Doing activities that overwhelm the mind and the digestive system is the worst way of wrapping up the day. Here's what you should do to improve sleep quality.

Spending sleepless nights struggling to control stressful and non-stop thoughts or waking up in the middle of the night unable to get back to sleep? More often than not the lack of quality sleep is due to bad sleep hygiene from not switching off gadgets at night to eating a hearty meal too close to the bedtime. There are sleep disorders or health issues that could be ruining your sleep too but in most of the cases, we need to master the art of sleeping. We spend almost a third of our day sleeping, yet we do not pay attention to how we are going to fall in sleep at night. Doing activities that overwhelm the mind and the digestive system is the worst way of wrapping up the day. Say no to thrillers and horror show and yes to some soothing music. Go for a light dinner instead of having the biggest meal of your day. (Also read:6 simple everyday habits to improve your sleep)

Dr, Meenakshi Jain, Assistant Professor, Dept of Psychiatry, Amrita Hospital, Faridabad in an interview with HT Digital talks about things we shouldn't do before going to sleep. Dr Jain also suggests the rituals that will help you sleep.(Shutterstock)
Dr, Meenakshi Jain, Assistant Professor, Dept of Psychiatry, Amrita Hospital, Faridabad in an interview with HT Digital talks about things we shouldn't do before going to sleep. Dr Jain also suggests the rituals that will help you sleep.(Shutterstock)

Dr, Meenakshi Jain, Assistant Professor, Dept of Psychiatry, Amrita Hospital, Faridabad in an interview with HT Digital talks about things we shouldn't do before going to sleep. Dr Jain also suggests the rituals that will help you sleep.

Bad habits that disrupt our sleep

1. Drinking caffeinated beverages such as tea, coffee, cold drinks

According to research, caffeine blocks the adenosine receptors which, in turn, results in disrupted sleep. Regular caffeine intake at nighttime can create a vicious cycle of sleep deprivation, leading to irritability, reduced work performance, and negative effects on cognitive processing. It can also lead to increased acidity, which may result in stomach ulcers and abdominal pain.
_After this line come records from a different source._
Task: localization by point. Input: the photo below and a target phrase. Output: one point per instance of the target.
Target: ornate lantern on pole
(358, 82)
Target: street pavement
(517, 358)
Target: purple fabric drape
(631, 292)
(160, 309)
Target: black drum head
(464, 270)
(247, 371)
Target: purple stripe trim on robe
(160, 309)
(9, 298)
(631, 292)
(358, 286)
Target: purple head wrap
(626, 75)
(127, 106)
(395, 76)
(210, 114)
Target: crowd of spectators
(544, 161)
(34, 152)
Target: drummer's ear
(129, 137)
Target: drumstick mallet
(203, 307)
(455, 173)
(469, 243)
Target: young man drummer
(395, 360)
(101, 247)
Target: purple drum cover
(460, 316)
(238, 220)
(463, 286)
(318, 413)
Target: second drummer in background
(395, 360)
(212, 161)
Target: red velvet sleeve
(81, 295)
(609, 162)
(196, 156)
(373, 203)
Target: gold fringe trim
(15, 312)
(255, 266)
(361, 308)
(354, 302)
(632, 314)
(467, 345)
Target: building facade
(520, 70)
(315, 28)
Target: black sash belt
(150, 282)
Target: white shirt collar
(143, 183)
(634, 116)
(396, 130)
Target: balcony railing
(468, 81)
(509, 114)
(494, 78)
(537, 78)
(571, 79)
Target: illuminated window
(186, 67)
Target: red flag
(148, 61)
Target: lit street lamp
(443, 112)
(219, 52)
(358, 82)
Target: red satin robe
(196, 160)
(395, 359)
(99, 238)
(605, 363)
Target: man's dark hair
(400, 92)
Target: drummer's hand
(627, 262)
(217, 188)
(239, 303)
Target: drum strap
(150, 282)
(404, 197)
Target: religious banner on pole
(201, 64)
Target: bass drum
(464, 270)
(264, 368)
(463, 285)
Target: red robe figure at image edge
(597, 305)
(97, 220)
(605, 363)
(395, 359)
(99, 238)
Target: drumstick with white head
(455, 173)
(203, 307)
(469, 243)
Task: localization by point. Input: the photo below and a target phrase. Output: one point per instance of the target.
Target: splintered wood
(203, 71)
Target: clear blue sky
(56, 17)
2. Substance abuse such as drinking alcohol, smoking cigarettes, cannabis use, etc

Substance use is known to have a negative impact on the quality of sleep. It affects the information processing domain of our cognitive processes, thus affecting productivity. In addition, it can cause psychosocial and physical health issues.

3. Eating a large meal

Eating a heavy meal before bedtime can lead to increased acidity, gastroesophageal reflux, chest pain, and abdominal pain. It can also lead to poor quality of sleep and promote obesity. Thus, one should avoid big meals before bedtime, especially calorie-dense food items such as candy, ice creams, etc.

4. Strenuous exercise

Experts advise against vigorous exercise right before bedtime because it can lead to frequent nighttime awakening and delayed sleep, which may result in negative physical and mental health issues.

5. Being active on social media till late

Make sure not to take technology to your bed. It is not unknown that the blue light emitted from the screen of digital devices negatively impacts the melatonin production, the sleep hormone, making it difficult to fall asleep.

6. Counting negative experiences, reliving negative emotions associated with them, and negative self-talk

It cannot be emphasized enough to end your day with a positive note. Negative self-talk, such as rumination, self-criticism, regrets, etc., can lead to a significant increase in stress levels, reduce confidence, and motivation. It can also result in depression and anxiety.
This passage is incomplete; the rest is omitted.